When a convicted person receives probation, they must adhere to the conditions imposed by the judge. Failure to do so can result in a violation. This could mean serving the jail time probation allowed them to avoid. Anyone charged with a probation violation needs an experienced probation lawyer.
Common Probation Conditions
The conditions placed on probation are up to the judge. They should, however, relate to the crime. Common probation conditions include:
- Regular meetings with the probation officer
- Community service
- Education and work commitments
- No alcohol
- No firearms or other weapons possession
- Fines and restitution
- No contact with specific people
- No changing address without permission
While Maryland’s statutory limit for probation is five years, judges have broad discretion. State sentencing guidelines don’t address probation conditions.

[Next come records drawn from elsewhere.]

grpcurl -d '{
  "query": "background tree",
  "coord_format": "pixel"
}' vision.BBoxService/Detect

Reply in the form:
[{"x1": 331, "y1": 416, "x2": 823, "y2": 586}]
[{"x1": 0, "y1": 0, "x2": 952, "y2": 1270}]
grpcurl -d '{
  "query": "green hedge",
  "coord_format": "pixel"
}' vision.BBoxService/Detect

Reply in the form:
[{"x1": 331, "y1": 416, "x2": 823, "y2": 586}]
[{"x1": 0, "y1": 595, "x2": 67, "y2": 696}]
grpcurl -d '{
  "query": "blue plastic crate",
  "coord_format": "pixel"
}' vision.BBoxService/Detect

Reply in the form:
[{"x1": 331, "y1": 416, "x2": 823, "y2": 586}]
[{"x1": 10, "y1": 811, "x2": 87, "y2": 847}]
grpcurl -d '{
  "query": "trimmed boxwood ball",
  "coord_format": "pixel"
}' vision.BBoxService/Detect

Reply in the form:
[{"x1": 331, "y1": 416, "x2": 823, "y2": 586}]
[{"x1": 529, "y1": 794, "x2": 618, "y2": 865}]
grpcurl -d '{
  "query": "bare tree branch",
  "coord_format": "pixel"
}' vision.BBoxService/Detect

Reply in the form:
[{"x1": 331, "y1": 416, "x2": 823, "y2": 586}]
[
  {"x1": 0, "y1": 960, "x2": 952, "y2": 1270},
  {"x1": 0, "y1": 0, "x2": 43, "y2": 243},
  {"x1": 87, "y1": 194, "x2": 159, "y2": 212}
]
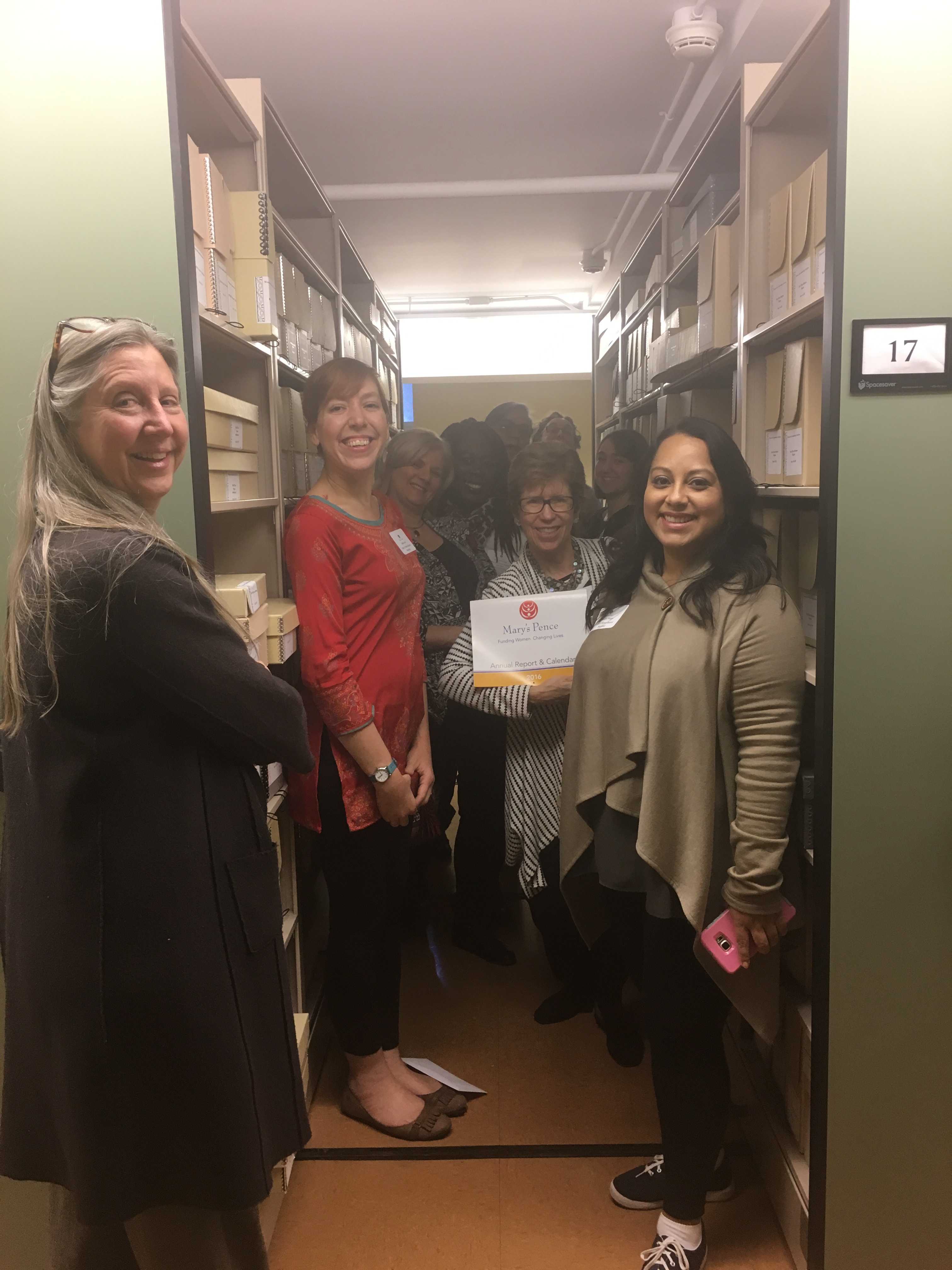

Do not take probation lightly. It requires complete compliance. Matters that may seem unimportant can land you in jail. “Technical” violations, such as showing up late for meetings with your probation officer, texting or leaving a voicemail rather than physically appearing, and avoiding community service, are still violations. These can result in police at your door. Successful probation means showing up and not making excuses.
If the person on probation is arrested and also charged, the arrest might violate their probation. A separate warrant can be issued. The judge can also preset the terms of release or bail (including holding without bail). It’s important to contact a probation lawyer immediately. Otherwise, a person could stay in jail until their violation of probation hearing.
Parole differs from probation. A person granted parole was incarcerated for the crime. Maryland law defines parole as “discretionary and conditional release of an offender into the community to continue serving the sentence under supervision by an agent of the Division of Parole and Probation.” Offenders receive conditions of release. Violation of any of those conditions is grounds for a parole violation hearing. If the parolee violates these conditions, he must serve the remainder of his sentence.
Probation Violation Hearing
The hearing determines whether or not a parole violation occurred. Maryland law states “when practicable,” the same judge should preside over the hearing. Unlike a case in which a person is found guilty, a probation violation hearing is not a criminal matter. Instead, it is a civil proceeding. The decision is made by a judge, not a jury. Violation of probation is not based on “beyond a reasonable doubt.” Rather, it is based on “preponderance of the evidence.”
When the hearing starts, the defendant either agrees or denies that they violated probation. If the latter, a full hearing is also conducted. Additionally, a state’s witness, usually the probation officer, presents the evidence to the court. Other witnesses testify as to whether probation was violated. If the judge decides probation was violated, the hearing turns to sentencing.
Probation Violation Sentencing
Probation violators may receive their previously suspended sentence. The judge may impose less jail time or fines. For less critical violations, the judge may also extend probation.
Why a Probation Attorney is Crucial
A probation attorney may prove to the court that the violation was unintentional or beyond control. The judge may also reinstate the probation order’s original terms. Although there are “no excuses,” there are circumstances beyond one’s control. Without good legal representation, the defendant is far more likely to end up incarcerated or paying large fines.